A Biá perdeu a história dela, esse era um pouco o sentimento que eu queria provocar: você tem a dor, mas na hora, a gente tem muita aflição em não compreender o que está acontecendo. Eu me utilizei dessa crença, que na medida que você vai conhecendo as circunstâncias do outro, você também vai criando recursos para ter empatia. ‘Quem é essa mulher doida que fica incomodada, que eu estou sentada na cadeira dela?’ Mas aí você começa, não, espera aí. Poxa, agora eu estou começando a entender quem é essa mulher e ela está me ouvindo. Ali começa um processo de análise de escuta e eu acho que a história fica mais confortável para o leitor na hora que ele entra no jogo.
No “O dia seguinte não importa, Olívia. Importa o resto da vida. Importa o que não pode ser desfeito” fica claro que o assunto em questão é o passado, como foi pra você trabalhar com esse tema?

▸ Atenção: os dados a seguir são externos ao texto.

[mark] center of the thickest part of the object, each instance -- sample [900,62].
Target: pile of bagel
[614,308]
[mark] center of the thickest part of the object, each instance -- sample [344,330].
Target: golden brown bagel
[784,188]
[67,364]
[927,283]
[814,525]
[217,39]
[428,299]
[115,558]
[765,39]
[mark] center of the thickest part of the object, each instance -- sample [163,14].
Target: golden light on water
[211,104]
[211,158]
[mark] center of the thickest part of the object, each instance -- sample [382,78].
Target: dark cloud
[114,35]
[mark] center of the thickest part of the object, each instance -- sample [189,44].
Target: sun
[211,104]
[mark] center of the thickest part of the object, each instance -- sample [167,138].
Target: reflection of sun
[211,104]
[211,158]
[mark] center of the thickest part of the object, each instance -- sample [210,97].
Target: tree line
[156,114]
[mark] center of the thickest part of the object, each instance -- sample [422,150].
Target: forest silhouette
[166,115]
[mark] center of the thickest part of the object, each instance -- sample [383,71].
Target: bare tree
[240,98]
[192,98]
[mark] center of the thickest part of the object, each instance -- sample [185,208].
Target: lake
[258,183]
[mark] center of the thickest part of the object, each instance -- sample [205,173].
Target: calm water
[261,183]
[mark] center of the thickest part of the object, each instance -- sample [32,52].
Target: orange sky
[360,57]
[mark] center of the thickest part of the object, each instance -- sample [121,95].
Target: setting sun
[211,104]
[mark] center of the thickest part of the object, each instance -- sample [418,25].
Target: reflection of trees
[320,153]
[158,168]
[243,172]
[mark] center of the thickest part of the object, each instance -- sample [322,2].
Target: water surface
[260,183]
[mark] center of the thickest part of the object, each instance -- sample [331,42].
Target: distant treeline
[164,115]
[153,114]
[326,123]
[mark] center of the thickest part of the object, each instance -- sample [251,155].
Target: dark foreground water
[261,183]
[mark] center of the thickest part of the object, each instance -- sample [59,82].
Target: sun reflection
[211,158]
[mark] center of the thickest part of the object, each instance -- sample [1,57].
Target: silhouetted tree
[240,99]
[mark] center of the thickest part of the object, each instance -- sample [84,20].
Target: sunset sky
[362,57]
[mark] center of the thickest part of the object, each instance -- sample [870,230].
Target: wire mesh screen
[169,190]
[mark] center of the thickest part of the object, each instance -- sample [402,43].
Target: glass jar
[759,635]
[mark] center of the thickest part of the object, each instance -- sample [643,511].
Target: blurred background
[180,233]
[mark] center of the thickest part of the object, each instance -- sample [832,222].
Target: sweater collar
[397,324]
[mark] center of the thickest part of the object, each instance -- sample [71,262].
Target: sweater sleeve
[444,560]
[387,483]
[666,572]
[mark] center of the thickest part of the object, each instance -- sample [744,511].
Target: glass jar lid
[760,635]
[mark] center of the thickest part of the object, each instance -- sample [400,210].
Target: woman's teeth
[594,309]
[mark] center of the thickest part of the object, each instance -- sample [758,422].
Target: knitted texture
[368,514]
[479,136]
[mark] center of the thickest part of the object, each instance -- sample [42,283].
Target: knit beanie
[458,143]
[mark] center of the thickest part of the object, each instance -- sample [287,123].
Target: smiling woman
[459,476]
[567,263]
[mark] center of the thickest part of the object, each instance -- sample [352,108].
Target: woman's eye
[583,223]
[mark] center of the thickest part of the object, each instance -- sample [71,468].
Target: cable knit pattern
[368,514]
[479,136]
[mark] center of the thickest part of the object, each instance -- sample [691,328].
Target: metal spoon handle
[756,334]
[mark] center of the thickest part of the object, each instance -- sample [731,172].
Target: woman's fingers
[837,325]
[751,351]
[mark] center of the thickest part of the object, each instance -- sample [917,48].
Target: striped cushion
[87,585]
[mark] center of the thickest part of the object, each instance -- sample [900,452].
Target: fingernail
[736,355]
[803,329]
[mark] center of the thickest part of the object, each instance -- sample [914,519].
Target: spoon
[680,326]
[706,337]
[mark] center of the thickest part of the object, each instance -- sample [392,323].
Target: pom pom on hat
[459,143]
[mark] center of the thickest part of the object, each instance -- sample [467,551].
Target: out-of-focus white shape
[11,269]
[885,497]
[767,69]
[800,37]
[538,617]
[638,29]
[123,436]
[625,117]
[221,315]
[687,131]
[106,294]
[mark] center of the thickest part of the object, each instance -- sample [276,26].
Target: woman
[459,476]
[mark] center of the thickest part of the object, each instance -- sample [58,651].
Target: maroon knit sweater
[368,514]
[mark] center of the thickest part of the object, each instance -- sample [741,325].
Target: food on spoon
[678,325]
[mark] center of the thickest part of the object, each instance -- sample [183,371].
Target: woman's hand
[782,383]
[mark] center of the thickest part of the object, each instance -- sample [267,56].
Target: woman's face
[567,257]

Diferente de Tudo é rio, as personagens principais iniciam na história trazendo o passado. Mas, é algo que já aconteceu, porém, não parou de acontecer. É quando o passado não consegue ser passado, e também não consegue permitir que o presente exista. Então, o que é o outro lado da moeda, assim? Não consegue ser passado, quer dizer, eu não consigo seguir em frente e deixar aquilo para trás. Lógico que nunca o passado é uma coisa que ficou para trás, porque somos resultado do que vivemos. Só que ali na história das duas, como na história de Olívia, como na história de Dalva, como na história de Vedina, existiu um acontecimento.

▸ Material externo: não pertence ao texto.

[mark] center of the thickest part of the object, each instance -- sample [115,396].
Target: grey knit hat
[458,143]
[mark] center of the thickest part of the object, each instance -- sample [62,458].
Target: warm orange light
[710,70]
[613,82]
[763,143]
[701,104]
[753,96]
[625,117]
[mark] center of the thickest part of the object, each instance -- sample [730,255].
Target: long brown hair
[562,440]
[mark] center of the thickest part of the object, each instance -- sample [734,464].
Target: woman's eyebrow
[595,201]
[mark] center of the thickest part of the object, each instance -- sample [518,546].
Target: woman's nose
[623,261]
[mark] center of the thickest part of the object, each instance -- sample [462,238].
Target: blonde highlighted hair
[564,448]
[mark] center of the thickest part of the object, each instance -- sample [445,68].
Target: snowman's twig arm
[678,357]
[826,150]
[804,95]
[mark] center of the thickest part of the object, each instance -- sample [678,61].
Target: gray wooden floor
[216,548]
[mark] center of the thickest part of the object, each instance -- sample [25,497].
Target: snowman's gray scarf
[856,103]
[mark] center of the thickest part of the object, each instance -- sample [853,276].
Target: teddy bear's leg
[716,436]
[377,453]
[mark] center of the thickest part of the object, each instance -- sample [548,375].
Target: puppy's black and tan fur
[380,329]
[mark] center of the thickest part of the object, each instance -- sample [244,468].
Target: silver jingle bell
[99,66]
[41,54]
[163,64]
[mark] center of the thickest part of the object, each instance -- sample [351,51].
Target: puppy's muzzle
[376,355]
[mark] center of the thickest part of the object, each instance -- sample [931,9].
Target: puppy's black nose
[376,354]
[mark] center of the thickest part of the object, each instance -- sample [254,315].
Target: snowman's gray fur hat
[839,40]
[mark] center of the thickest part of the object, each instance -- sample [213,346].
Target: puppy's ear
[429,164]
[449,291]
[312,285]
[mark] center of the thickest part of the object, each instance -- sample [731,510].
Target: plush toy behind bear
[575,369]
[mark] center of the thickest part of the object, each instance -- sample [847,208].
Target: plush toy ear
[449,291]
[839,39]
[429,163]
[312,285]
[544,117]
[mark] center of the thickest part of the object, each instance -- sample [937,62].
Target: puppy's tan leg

Qual foi a importância de iniciar a história de “Véspera” com uma pergunta (Como se chega ao extremo?)?
Véspera tem três eixos narrativos. Inicia com o eixo do narrador, que é o começo e o fim, é o que atravessa toda a narrativa, porque o narrador é o sequestrador, e quem comete um ato extremo. Além dele, Veneza comete um ato extremo e assim como na história bíblica, Caim cometeu atos extremos.

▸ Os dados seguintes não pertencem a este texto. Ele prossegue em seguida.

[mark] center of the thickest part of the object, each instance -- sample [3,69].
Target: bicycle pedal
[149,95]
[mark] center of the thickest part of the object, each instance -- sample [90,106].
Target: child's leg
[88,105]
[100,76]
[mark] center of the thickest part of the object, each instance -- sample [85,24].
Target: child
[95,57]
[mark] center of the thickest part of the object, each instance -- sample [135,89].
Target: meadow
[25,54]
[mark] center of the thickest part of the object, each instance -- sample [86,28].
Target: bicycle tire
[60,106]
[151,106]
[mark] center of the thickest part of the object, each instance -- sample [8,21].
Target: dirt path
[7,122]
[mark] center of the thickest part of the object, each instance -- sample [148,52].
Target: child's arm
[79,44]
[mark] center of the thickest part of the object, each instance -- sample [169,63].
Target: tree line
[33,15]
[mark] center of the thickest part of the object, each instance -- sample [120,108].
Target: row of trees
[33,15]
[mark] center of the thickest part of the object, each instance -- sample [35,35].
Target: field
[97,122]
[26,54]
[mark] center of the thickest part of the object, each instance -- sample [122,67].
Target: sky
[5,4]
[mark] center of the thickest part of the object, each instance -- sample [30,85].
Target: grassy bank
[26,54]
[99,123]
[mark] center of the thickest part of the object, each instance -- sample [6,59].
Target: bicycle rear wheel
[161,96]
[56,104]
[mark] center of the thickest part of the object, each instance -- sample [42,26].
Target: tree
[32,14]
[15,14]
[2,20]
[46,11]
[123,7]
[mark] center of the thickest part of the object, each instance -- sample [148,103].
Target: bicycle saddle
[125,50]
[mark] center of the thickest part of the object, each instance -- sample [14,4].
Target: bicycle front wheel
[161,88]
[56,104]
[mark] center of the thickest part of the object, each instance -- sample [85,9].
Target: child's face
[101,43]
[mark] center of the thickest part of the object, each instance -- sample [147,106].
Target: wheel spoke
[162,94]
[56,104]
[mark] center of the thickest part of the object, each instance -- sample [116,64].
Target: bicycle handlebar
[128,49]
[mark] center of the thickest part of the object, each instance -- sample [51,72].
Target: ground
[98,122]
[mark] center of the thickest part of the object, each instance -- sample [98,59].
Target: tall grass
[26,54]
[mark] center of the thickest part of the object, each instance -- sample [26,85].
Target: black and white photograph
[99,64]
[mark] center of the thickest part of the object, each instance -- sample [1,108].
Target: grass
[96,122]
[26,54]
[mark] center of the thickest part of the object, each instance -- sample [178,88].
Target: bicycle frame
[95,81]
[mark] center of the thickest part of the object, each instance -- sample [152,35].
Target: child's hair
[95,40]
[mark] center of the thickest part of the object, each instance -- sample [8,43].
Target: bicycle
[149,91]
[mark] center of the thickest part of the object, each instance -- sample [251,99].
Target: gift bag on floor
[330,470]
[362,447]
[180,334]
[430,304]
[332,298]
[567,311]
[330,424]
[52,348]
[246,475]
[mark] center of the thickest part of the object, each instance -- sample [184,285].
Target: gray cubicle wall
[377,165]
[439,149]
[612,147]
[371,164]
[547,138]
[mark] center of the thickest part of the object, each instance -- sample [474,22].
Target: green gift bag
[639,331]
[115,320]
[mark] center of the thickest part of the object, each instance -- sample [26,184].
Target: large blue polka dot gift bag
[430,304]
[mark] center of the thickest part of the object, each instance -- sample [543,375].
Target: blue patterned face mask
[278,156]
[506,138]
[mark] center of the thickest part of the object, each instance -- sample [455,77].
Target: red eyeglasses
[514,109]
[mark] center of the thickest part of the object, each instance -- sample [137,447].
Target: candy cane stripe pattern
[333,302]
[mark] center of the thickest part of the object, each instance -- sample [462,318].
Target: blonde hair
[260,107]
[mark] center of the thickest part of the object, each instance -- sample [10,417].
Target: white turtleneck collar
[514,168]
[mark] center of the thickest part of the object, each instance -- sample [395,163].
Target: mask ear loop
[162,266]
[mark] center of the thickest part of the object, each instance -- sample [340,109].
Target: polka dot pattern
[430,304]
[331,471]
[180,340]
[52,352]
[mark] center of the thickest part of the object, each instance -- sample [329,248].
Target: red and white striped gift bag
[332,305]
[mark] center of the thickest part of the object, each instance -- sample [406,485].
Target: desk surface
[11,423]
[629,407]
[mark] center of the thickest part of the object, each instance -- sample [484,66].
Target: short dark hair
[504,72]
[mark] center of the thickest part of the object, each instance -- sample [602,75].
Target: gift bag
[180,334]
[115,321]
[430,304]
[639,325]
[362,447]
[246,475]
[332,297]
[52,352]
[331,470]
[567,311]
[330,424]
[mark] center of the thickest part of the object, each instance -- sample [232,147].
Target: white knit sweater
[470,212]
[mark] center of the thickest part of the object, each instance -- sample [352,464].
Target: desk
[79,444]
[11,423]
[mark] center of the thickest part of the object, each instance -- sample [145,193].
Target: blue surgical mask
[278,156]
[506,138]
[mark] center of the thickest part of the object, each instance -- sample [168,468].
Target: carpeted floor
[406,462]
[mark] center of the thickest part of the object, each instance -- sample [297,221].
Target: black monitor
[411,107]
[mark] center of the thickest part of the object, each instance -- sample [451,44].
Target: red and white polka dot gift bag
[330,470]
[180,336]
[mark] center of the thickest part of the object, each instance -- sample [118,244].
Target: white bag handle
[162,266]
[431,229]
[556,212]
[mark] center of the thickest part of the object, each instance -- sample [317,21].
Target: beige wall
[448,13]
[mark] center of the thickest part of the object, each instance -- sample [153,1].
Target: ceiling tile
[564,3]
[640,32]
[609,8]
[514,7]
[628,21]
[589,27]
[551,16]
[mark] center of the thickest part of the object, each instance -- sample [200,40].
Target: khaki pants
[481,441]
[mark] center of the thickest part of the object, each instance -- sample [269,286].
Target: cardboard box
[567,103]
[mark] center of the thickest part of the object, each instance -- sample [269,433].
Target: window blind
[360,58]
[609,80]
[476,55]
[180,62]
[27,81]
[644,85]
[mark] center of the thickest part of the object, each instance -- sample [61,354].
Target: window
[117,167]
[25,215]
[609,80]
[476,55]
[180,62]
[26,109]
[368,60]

Originalmente, eu pensei que o livro se chamaria ‘Extremos’, então, essa pergunta foi uma coisa que eu lancei, e que vai atravessar toda a história. Essa é a grande questão: Como se chega ao extremo? Aí estão às vésperas. O motivo de começar com isso é porque o próprio narrador está se implicando, é como ele contou essa história, que ele foi quem viu os acontecimentos, a fotografia, leu os depoimentos.
Como foi o processo de criação da capa de Véspera?
A capa de Véspera é uma capa feita pelo designer Daniel Jesus. Ele é amigo meu, um designer com quem eu trabalhei muitos anos e foi muito impressionante quando ele trouxe essa ideia de movimento. A pré-explosão, é a véspera da explosão, a véspera do vulcão que não pode ser contido, que arrebenta. Então, ele trabalhou com esse pensamento. Eu acho a capa linda, essa é uma capa que eu adoro. Ela mostra a força que tem essa história. Uma coisa que vaza, que explode. Algo deve vazar antes de explodir, é assim como acontece nas tragédias, algo violentíssimo. Não começa no ato, ela vem de longe.
Em relação a essa nova obra, ela traz aspectos parecidos com as três últimas ou ela vai ter algo completamente novo? E como está sendo o processo de escrita?
Novamente tem as questões familiares, a maternidade, mas dentro de um outro acontecimento. O que está sendo mais novo para mim é o jeito de contar, que vai ser mais formal. Eu estou fazendo uma polifonia, falando sobre algo que somos capazes e sobre as nossas circunstâncias que muitas vezes são atravessadas pelas nossas questões remotas, familiares.
Eu gosto muito de escrever, mesmo que eu esteja num momento difícil do livro, porque eu não estou encontrando as saídas, porque estou insegura com as escolhas, para mim é um prazer estar escrevendo. Sempre tem um gozo, é onde eu vou dedicar meu tempo, e assim me divirto.
Maíra Oliveira Graça é parte da equipe do Le Monde Diplomatique Brasil.